Ülkenin bir tarafı ekonomik sıkıntılarla boğuşurken, futbol tarafı harcamalarını cömertçe yapabiliyor, üstelik geri ödemesi çok zor olan borçlarına rağmen. Borcu olanlar borçlarını katlayarak yükseltiyor, diğer taraf ödese dahi borçlanıyor...
Fenerbahçe, aylardır uğraştığı Faslı golcüsünü son açıklamasında "Artık sabrımız kalmadı, 48 saat içerisinde bu iş ya biter ya kapanır" dedikten sonra İstanbul’a getirdi ve imzayı attırdı.
Acun Ilıcalı, bu transferden dolayı çok mutlu olduğunu, hocamızın listesinde ilk sırada yazılı ismi aldıkları için gururlu olduklarını belirtti.
En-Nesyri ise transferinin karışık bir ortamda geçtiğini, çok sayıda teklif almasına rağmen Mourinho ile görüştükten sonra kararını verdiğini söyledi. Maliyet konusuna dönersek, bonservis bedeli olarak 20 milyon eurodan biraz daha düşük bir miktar, yıllık 4 milyon Euro maaş + bonuslar olarak anlaşıldı.
Fenerbahçe, golcünün bonservisini 8 taksite bölerek aldı. Bu da büyük bir transfer başarısı olarak duyuruldu. 6 ayda bir 2.5 milyon Euro ödeneceği konuşuluyor. Akıllara, borcun uzun vadeye yayılması finansal anlamda rahatlama sağlıyor gibi gözükse de döviz kurunun oynak zeminde 6 ay ya da 1 yıl içerisinde nereye gideceği bilinmiyor. Acaba sözleşmede kurun sabit kalacağına dair bir madde yapıldı mı, bilinmiyor. Mesela yayıncı kuruluş bu işlemi çok iyi yapabiliyor.
Bonservis rekoru kırılarak alınan golcü kaç gol atar, kaç asist yapar bilinmez ama umarız taksit modası ileride sorun yaratmaz.

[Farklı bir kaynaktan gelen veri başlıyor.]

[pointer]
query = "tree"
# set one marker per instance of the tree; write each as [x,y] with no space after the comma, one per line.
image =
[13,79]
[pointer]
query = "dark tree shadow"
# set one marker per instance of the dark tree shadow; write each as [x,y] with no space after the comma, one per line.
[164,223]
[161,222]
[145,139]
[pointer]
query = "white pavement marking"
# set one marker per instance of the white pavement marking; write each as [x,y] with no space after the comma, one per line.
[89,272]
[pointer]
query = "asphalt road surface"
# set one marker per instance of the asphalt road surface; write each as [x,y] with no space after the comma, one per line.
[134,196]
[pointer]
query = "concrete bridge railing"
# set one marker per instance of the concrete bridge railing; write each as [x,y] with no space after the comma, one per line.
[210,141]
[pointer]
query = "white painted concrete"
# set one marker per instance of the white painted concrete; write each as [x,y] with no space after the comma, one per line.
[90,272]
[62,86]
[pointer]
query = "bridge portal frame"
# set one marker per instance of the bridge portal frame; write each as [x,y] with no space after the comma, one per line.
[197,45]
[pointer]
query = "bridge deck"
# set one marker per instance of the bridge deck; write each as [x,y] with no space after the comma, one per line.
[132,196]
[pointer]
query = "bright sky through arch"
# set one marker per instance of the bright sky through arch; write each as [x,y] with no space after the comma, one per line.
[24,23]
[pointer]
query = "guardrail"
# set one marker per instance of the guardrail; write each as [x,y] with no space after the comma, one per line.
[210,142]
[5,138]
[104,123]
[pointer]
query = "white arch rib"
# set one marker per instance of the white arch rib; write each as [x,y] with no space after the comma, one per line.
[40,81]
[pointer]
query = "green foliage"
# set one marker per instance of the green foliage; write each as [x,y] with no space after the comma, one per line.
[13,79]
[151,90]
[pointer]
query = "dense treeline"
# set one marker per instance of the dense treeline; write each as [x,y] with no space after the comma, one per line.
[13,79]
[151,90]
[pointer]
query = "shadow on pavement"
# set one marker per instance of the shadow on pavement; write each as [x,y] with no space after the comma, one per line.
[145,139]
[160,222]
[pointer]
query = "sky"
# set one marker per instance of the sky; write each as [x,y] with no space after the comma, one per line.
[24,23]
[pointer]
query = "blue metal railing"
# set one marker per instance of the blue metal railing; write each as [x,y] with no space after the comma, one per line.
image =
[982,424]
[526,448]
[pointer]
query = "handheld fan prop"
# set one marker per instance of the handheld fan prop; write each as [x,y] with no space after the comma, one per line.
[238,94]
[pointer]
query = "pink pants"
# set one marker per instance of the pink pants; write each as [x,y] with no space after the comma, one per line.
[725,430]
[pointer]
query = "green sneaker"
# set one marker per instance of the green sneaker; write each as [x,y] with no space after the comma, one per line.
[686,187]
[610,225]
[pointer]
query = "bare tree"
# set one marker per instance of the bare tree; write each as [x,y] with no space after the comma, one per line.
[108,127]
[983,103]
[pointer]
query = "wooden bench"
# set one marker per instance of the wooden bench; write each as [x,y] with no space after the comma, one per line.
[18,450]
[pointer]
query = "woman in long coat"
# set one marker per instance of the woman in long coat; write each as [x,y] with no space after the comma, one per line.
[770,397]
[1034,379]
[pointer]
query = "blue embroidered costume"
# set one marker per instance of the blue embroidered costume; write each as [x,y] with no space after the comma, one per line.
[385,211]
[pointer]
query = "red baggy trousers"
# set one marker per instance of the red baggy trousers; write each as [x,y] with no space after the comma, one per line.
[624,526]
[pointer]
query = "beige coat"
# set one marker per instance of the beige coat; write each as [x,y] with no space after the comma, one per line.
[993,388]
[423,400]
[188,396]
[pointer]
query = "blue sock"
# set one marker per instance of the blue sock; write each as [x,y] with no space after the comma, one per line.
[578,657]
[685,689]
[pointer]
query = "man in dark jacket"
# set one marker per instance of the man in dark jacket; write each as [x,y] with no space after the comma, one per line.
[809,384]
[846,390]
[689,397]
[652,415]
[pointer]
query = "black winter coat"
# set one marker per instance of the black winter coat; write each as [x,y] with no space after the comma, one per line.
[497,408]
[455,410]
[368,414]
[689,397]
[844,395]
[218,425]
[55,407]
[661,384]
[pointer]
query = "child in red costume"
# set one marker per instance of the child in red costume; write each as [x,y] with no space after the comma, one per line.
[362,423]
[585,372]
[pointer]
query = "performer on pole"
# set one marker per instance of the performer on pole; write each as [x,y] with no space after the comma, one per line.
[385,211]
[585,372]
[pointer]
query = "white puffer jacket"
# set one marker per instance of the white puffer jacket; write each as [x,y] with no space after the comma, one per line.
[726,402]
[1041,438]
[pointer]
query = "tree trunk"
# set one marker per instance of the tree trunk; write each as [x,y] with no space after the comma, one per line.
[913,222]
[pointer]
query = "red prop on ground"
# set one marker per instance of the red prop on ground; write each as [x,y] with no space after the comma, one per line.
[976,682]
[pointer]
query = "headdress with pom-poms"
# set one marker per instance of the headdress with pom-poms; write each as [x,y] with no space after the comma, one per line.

Mourinho Takımından Memnun Mu?
Sarı lacivertlilerin sezonu açmasının üzerinden bir ay geçti. Çalışmalar, hazırlık maçları derken Salı akşamı Avrupa serüvenine merhaba dediler. Sentetik çime rağmen Lugano karşısında alınan galibiyet camiayı biraz rahatlattı. Özellikle maçlara gittiği zaman kaybeden Ali Koç’un maça gitmesine rağmen kazanıldı. Sezon başı ilk resmi maçlar her zaman zor geçer; artı olan şey, Fenerbahçe için oturmuş bir takım olması. Portekizli hocanın tarafından bakıldığında ise hoca rengini belli etmiyor ama sanki takımının yavaş oyunundan dolayı biraz düşünceli.
Kolay yenilen gollere karşı önlem de alacaktır. Yavaş oyun, sol kanatta Kent'in istenilen hızı ve performansı bulamamış olmasından kaynaklanıyor. Hoca, hazırlık maçları ve Lugano maçı dahil hepsinde Kent'i 11'de başlattı. Diğer yavaşlama sorunu ise Krunić’in ağır kalması ve Fred’e ayak uyduramaması; hocanın bunu fark ederek orta saha için bir oyuncu talep etmesine neden oldu. Defans hattı güven vermedi. Tadić ve Szymański'nin performansları ve golcülerin formu, Mourinho’nun yüzünü güldüren durumlar oldu.
Sarı-lacivertlilerin geniş bir kadro derinliği var ve bu, Avrupa ve lig için yeterli gibi görünüyor. Ancak Lugano maçı sonrası gelecek olan Lille güçlü bir takım; o maçlar Fenerbahçe’nin gideceği yolu belirler. Mourinho, esas sınavlarına Ağustos ayı itibarıyla başlayacak.
Avrupa Serüvenimiz Güzel Başladı
Ülke puanı her daim önemlidir. Kazanılan her puan, UEFA sıralamasında üst sıralara çıkmamızı sağlıyor. Salı akşamı Fenerbahçe kazandı, dün akşam Trabzonspor Slovakya’da kazanarak tur kapısını araladı. Başakşehir, çok rahat bir oyunla fark attı. Oynadığımız takımlar tabii ki ölçü değil ama alınan puanlar ve geçilen turlar, ilerisi için hem moral hem de puan kazandıracak.